O absurdo vandalismo do nosso património

Nada, mesmo nada justifica que, no futuro, estes elementos significantes da nossa História, aqueles que nos dão valor e que garantirão o valor no futuro, sejam vandalizados e destruídos.

Temos assistido nestes últimos dias a atos de vandalismo que nos deixam perplexos. Não apenas pela destruição da arte e do património, sempre reprovável, mas pelo absurdo desse mesmo vandalismo que revela a ignorância histórica e coloca a descoberto a grande lacuna de conhecimento da sociedade sobre a sua própria construção. Não será de admirar, pois a nossa História quase desapareceu dos manuais escolares e o desinteresse crescente pela sua valorização é mostrado pelas políticas da educação, bem mais preocupadas em transmitir ideologias que factos. E inquietantes são os sentimentos crescentes que se demonstram de recusa e de desprezo pela nossa História.

A arte e o património são expressões das sociedades que representam momentos, memórias, acontecimentos, relatam o simples passar dos tempos ou apenas vivências culturais, sociais, económicas, políticas… em suma, revelam uma construção diária de comunidades. Em Portugal, essas comunidades seguiram um percurso, operado por homens e mulheres que foram nascendo, crescendo e morrendo, assim como acontece hoje, e acontecerá no futuro. No passado, estes homens e mulheres agiam de acordo com os valores do seu tempo, assim como agimos hoje e agirão no futuro as gerações vindouras. Realizações que acontecem no seu tempo e num determinado lugar.

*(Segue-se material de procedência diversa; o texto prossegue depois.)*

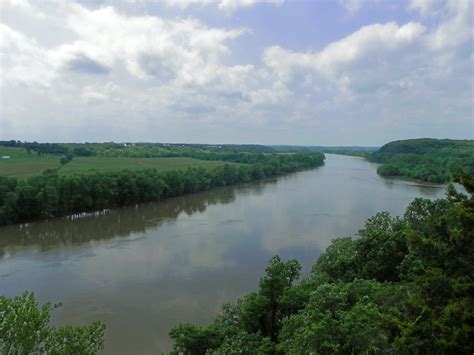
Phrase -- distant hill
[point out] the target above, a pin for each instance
(427, 159)
(323, 149)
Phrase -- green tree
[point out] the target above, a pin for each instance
(25, 329)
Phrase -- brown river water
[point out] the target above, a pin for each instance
(143, 269)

Esta ação construtiva e criativa de pessoas no seu espaço e no seu tempo, permite-nos ser o que somos hoje. Um país procurado por muitos estrangeiros, não apenas interessados em sol e praia, mas sim, na nossa cultura, na hospitalidade das gentes, no nosso património resiliente ao tempo e à passagem de pessoas que colaboraram ativamente nessa construção. Através do património conseguimos ver que o tempo continua o seu curso e o seu percurso. Nós nascemos, crescemos e morremos. O património vai ficando como testemunho da nossa existência, da nossa passagem pelo planeta Terra. Aquele que mais resiste ao tempo é o que vai crescendo em valor, não apenas pela obra artística ou estética, não apenas pelo valor científico da descoberta, mas pelo simbólico, pelas histórias acumuladas, pelas vidas que foram deixando as suas emoções, as suas memórias e o seu esforço individual e coletivo. Estes valores respeitam-se porque vivem em cada um de nós, nas nossas ações e nas nossas emoções. A cultura e a identidade que nos caracteriza e que caracteriza o nosso país é fruto desse acumular individual que, unidos, formaram comunidades de valores.

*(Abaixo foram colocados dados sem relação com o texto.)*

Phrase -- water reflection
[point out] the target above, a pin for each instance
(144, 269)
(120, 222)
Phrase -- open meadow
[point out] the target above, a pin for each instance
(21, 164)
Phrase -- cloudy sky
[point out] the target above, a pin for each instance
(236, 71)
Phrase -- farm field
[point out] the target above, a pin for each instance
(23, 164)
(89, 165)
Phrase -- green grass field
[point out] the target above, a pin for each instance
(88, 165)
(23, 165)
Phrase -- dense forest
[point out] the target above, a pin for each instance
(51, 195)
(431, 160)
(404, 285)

Hoje, podemos concordar ou não concordar com o processo dessa construção. As gerações futuras irão concordar ou não concordar com o que construímos hoje. Um processo normal, contínuo, emotivo, factual. Concordando ou não concordando, que bases permitirão às gerações futuras criticar com violência, agressividade, o que hoje ajudamos a construir? Nada, mesmo nada justifica que, no futuro, estes elementos significantes da nossa História, aqueles que nos dão valor e que garantirão o valor no futuro, sejam vandalizados e destruídos. Claro que só o património relevante irá permanecer. Só o considerado significante pelas comunidades que se sucedem nesse tempo e nesse espaço, irá resistir aos tempos e irá continuar a construção do que intrinsecamente nos dá valor.

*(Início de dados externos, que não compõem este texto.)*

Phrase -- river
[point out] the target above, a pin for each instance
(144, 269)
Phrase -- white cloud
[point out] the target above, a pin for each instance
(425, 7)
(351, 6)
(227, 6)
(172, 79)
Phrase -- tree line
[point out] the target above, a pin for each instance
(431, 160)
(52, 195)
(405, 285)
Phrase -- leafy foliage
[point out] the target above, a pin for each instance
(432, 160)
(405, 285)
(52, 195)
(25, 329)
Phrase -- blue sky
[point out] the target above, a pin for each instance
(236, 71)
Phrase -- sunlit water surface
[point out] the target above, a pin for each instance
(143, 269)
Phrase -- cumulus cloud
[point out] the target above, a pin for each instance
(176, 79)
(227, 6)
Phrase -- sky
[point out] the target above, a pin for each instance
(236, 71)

A verdadeira atitude é criar novas formas de expressar, criando mais arte, mais património, mais elementos que no futuro testemunhem movimentos, ideias, pensamentos. Devemos expressar as nossas emoções, as nossas crenças, gerando obras grandes em valor que permitam permanecer pelos tempos, passando mensagens, ensinamentos, às gerações vindouras. Podemos produzir e construir mais património, de forma perene, para que no futuro possa estar lá para recordar o valor das ações e dos pensamentos de hoje. Não se destruam os elementos que nos concedem valor e que nos permitem ler ou contar os acontecimentos, os factos, as histórias. No interior dos nossos lugares, a sua presença é fundamental para continuar a regular os nossos pensamentos, as nossas atitudes. Estão lá como ensinamento. Estão lá como valor do que é nosso.